Penn has previously mined the world of MKULTRA in the long-delayed and under-seen E. Elias Merhige thriller, Suspect Zero. But where that film was more of a meditative noir set in the baking desert sun, Wiseman’s filmography assures that this one will hit the screen, guns a blazing.
Here's our interview with Wiseman on the red carpet followed by a full transcript.
Question: Your most recent film was Total Recall, which which had some incredibly complex sequences in it of characters floating around. And were those filmed practical, or were those film with people held up by strings?

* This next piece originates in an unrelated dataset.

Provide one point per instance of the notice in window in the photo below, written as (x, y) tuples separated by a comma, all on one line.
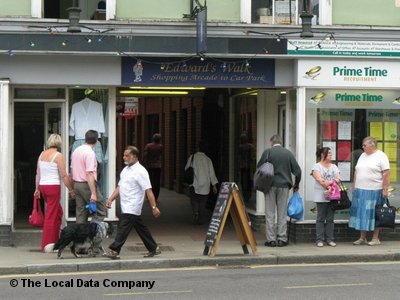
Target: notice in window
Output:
[(344, 130), (375, 130), (329, 130), (331, 145), (393, 172), (390, 149), (344, 168), (390, 131), (344, 150)]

WISEMAN: I guess the answer is both. It was practically with people with strings. There was no CG involved, it was just painfully taking Collin [Farrell] and Jessica Biel and putting them upside-down, we built the set upside-down and just try to twist perspective to make it all seem like zero gravity. And it was one of the most difficult things I’ve ever shot.
I heard that you spent weeks and weeks on that sequence in the film, and it really paid off.
WISEMAN: Thanks, it was two weeks to put it all together. Just to make people who are on wires look like they’re in zero gravity is just immensely time consuming, take after take. And I don’t know if I would do it again.
Your films are very, very intensely visual. But where do you find the balance between people floating in the air and then the more human parts where things hurt or are scary?
WISEMAN: I think that it drives from an emotional connection with everybody that pulls you through all of those events, whether it’s the events or what would be more the action, or I guess the visual effects side of it. So it always starts with me from - emotionally - ‘Why do you care about the people who are going through what they’re going through?’ Because it takes a hell of a lot to put them through that. So you better care for them when they’re doing it.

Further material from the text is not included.